Wiener Straßenbahn an einer Haltestelle, Fahrgäste steigen ein

Österreich in Kürze: was dich erwartet, was es kostet, und für wen es nicht passt.

VisumNicht nötig (EU)
SpracheDeutsch
WährungEuro
AnmeldungMeldezettel in 3 Tagen
KrankenkassePflicht, über den Job
Kosten ggü. DEÄhnlich, Wien günstiger
Lohn ggü. DEÄhnlich, 14 Gehälter
SteuerlastÄhnlich wie DE
Miete Wien, 3 Zi.900 bis 1.400 Euro
SchuleÖffentlich, kostenlos
DaueraufenthaltNach 5 Jahren
EinbürgerungÖsterreich verlangt Verzicht

Gute Nachricht: EU-Freizügigkeit

Kein Visum nötig: als EU-Bürger ziehst du hin und meldest dich vor Ort an, mehr braucht es nicht.

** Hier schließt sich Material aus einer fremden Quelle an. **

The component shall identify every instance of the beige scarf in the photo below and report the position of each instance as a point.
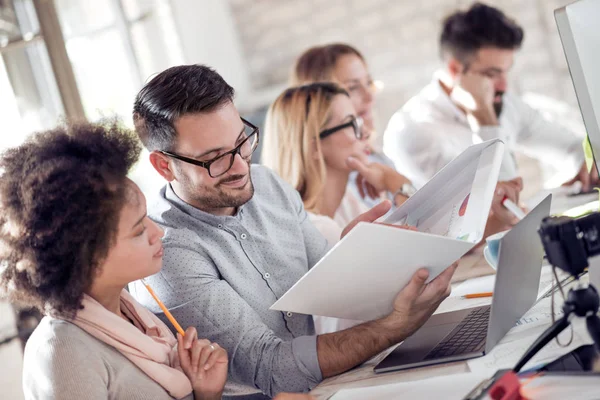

Für dich fällt Schritt 4 des Fahrplans praktisch weg. Das spart dir Wochen. Der Rest des Fahrplans gilt unverändert.

Arbeiten und Geld

Arbeitsmarkt und Gehalt

Die Löhne liegen im Schnitt ungefähr auf deutschem Niveau, in manchen Branchen leicht darunter, in Wien und in der Industrie teils darüber. Gefragt sind Pflege und Gesundheitsberufe, Handwerk und Bau, IT sowie Tourismus und Gastronomie, letztere vor allem saisonal in den Bergregionen. Eine österreichische Besonderheit: die meisten Arbeitsverhältnisse laufen über Kollektivverträge, und üblich sind 14 Monatsgehälter, also zusätzlich Urlaubs- und Weihnachtsgeld. Diese beiden Sonderzahlungen werden günstiger besteuert als das laufende Gehalt. Vergleiche deshalb nie das Monatsbrutto, sondern das Jahresnetto.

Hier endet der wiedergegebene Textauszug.